Template DNA is extracted from leaf tissue that is collected from F1 plants growing in the field or from post-harvest tuber tissue. A high-throughput, 96-well, DNA extraction protocol is used to increase the efficiency and cost effectiveness of the process. Following PCR, using the template DNA and the RYSC3 primers designed by Kasai et al (2000), and electrophoretic separation, the individual clones are scored for the presence or absence of the 321 bp band that is linked to PVY resistance (Ryadg) (Fig. 1).
Figure 1. Example of a gel showing the presence or absence of the RYSC3 marker. Lines with a 321 bp band (such as NY121, a positive control known to have the Ryadg gene) are RYSC3 positive and lines lacking the band (such as Onaway, a negative control known to lack the Ryadg gene) are RYSC3-negative. The 600 bp band that is present in all lanes is an internal control used to verify that the PCR reaction worked properly. Photo credit: Dan Zarka, Michigan State University Potato Breeding and Genetics Program.
Advanced clones that have commercial potential and are RYSC3 positive are evaluated for PVY resistance via manual inoculations of multiple PVY strains (PVY0, PVYNTN, PVYN:0) followed by ELISA testing (Whitworth et al., 2009).

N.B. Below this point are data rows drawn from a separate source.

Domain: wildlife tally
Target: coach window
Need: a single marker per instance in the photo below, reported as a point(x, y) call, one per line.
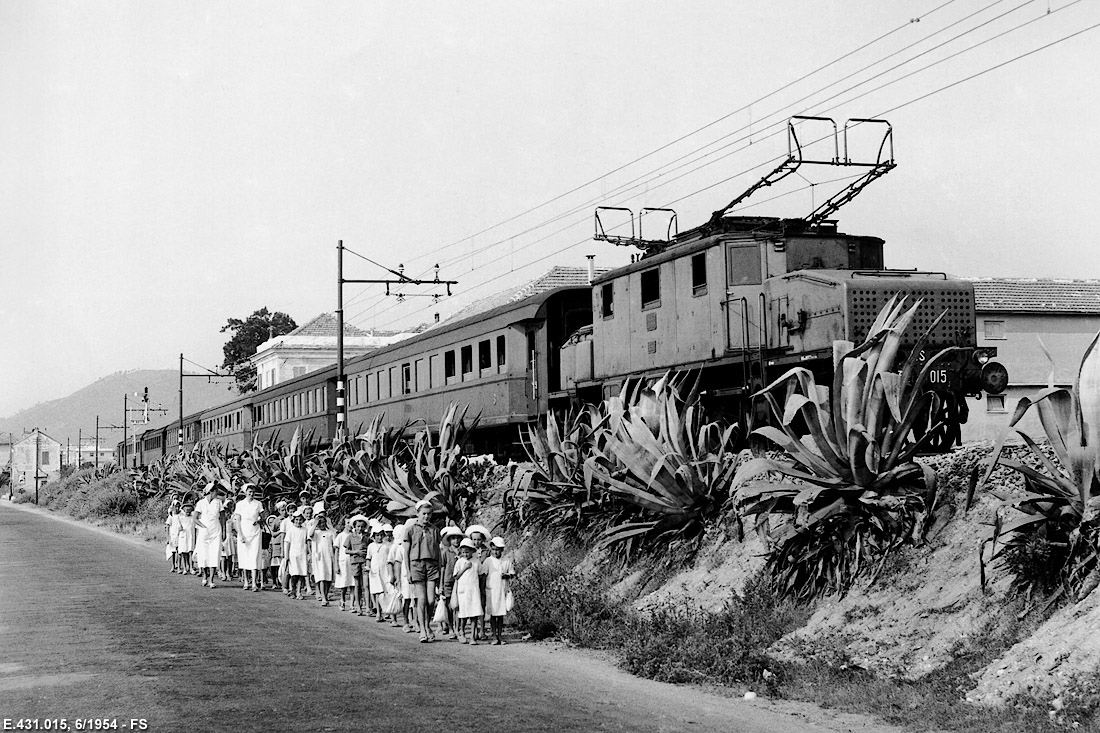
point(651, 288)
point(484, 354)
point(468, 360)
point(449, 372)
point(699, 274)
point(743, 264)
point(419, 375)
point(607, 299)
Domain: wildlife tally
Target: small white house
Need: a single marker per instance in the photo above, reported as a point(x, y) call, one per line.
point(36, 453)
point(310, 347)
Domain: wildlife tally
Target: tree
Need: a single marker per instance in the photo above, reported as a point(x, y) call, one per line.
point(248, 336)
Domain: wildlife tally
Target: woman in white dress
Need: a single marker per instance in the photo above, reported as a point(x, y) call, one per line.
point(208, 533)
point(249, 516)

Although MAS is not widely used in potato breeding at present, the RYSC3 marker is a practical example of how MAS can be beneficial for the development of new varieties and enhanced breeding populations. As our knowledge of the potato genome grows and more genes are identified and linked to important traits, MAS will almost certainly become an increasingly important tool used by potato breeders.
Development of this article was supported in part by the National Institute of Food and Agriculture (NIFA) Solanaceae Coordinated Agricultural Project, agreement 2009-85606-05673, administered by Michigan State University. Any opinions, findings, conclusions, or recommendations expressed in this publication are those of the author and do not necessarily reflect the view of the United States Department of Agriculture.